1.3 Purpose of the study
The purpose of this study is to examine the impact of domestic debt on the economic development of Nigeria from 1981-2012. Specifically the study:
- to examine the extent of domestic debt in Nigeria from 1981 to 2012
- to determine the nature of the relationship between domestic debt and economic development
- to determine the impact of domestic debt on the economic development of Nigeria from 1981-2012
1.4 Significance of the study
The following are the significance of the study:
The results from this study will educate the policy makers and business managers in Nigeria and the general domestic on the impact of domestic debt on the Nigerian economy.
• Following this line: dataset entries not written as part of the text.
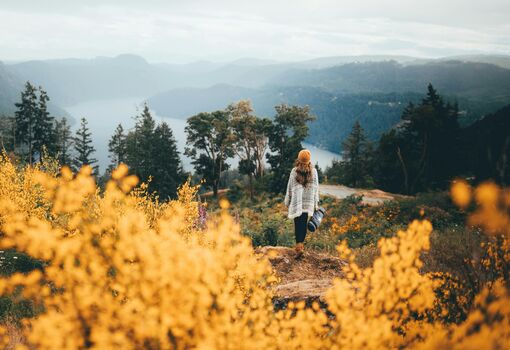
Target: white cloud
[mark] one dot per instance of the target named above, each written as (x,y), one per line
(227,29)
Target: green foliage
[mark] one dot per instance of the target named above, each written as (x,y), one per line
(288,130)
(7,133)
(210,143)
(117,147)
(486,147)
(270,231)
(83,147)
(356,166)
(151,153)
(421,153)
(64,141)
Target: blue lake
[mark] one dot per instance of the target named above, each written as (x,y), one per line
(104,116)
This research will be a contribution to the body of literature in the area of the effects of domestic debt on the Nigerian economy, thereby constituting the empirical literature for future research in the subject area
1.5 Study hypothesis
The study hypothesis is:
HO: the relationship between domestic debt and economic development is not significant
HO2: There is no significant impact of domestic debt on the economic development of Nigeria from 1981-2012
1.6 Scope and Limitations of the Study
The study scope is limited to investigating the impact of domestic debt on the economic development of Nigeria from 1981-2012. Limitation faced by the research was limited time and financial constraint
1.7 Definition of Basic terminologies
Debt: something, typically money, that is owed or due.
Growth: the process of increasing in progress of the nation
Capital: wealth in the form of money or other assets owned by a person or organization or available or contributed for a particular purpose such as starting a company or investing.
Development: the process of developing or being developed.
1.8 Organization of study
The study is grouped into five chapters. This chapter being the first gives an introduction to the study. Chapter two gives a review of the related literature. Chapter three presents the research methodology; chapter four presents the data analysis as well as interpretation and discussion of the results. Chapter five gives a summary of findings and recommendations.